14. They released a bigger version of this architecture, ax22 be, in April, which has even better performance, a higher context window, and is multilingual.
15. The speaker explains that open sourcing their models serves as a branding and marketing tool for them.
16. Open source helps create awareness about their products, acquire customers, and learn from the community on how to customize or deploy their models in new settings.
17. Large language models (LLMs) are typically trained in three stages: pre-training, instruction tuning, and learning from human feedback.
18. Pre-training involves passing a piece of text through the model and predicting the next token.
19. The data sets used for pre-training are huge and require pre-processing, cleaning, deduplication, and curation.
20. Pre-training requires a lot of investment, as models can go up to hundreds or even thousands of billions of parameters.
21. Each model takes tens to hundreds of millions of dollars to train, and it's difficult to get the investment for another training run if something goes wrong.
22. The best hyperparameters for smaller models might not be the best for larger models.

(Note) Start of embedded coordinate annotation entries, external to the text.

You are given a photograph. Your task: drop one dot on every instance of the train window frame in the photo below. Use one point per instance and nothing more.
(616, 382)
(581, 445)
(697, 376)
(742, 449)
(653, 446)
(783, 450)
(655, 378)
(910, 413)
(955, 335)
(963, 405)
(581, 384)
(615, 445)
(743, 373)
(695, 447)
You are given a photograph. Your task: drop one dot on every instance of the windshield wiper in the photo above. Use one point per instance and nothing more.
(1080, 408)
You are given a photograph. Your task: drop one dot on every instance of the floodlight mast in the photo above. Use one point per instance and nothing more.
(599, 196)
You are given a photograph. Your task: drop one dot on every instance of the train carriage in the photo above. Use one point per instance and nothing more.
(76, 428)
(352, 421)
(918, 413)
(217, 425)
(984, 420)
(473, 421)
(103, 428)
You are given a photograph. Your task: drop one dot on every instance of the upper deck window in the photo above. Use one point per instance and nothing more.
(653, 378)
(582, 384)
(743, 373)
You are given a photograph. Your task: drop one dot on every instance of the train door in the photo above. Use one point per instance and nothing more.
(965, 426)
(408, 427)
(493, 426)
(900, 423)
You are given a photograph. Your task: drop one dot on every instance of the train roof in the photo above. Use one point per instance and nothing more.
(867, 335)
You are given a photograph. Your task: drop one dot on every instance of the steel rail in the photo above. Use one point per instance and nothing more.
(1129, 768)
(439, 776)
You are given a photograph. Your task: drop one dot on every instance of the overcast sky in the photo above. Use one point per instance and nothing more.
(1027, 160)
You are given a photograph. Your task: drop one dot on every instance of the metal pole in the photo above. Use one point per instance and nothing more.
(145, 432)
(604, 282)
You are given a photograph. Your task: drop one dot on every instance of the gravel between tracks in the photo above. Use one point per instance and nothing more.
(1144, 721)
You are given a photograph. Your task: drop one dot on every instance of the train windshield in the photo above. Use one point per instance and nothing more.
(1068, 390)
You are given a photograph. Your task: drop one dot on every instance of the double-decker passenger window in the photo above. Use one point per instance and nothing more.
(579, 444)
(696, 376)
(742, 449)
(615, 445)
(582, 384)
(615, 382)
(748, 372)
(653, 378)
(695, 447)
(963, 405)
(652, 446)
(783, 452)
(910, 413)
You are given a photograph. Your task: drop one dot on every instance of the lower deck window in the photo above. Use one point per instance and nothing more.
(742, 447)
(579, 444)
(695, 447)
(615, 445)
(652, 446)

23. In instruction tuning, prompt-response pairs are used instead of just a string of text.
24. Learning from human feedback is done by obtaining human preferences, which are cheaper or easier to obtain than full human annotation.

Source: AI Engineer via YouTube

❓ What do you think? What role do you think open-source models can play in democratizing access to cutting-edge AI technologies, and how can they ultimately benefit humanity? Feel free to share your thoughts in the comments!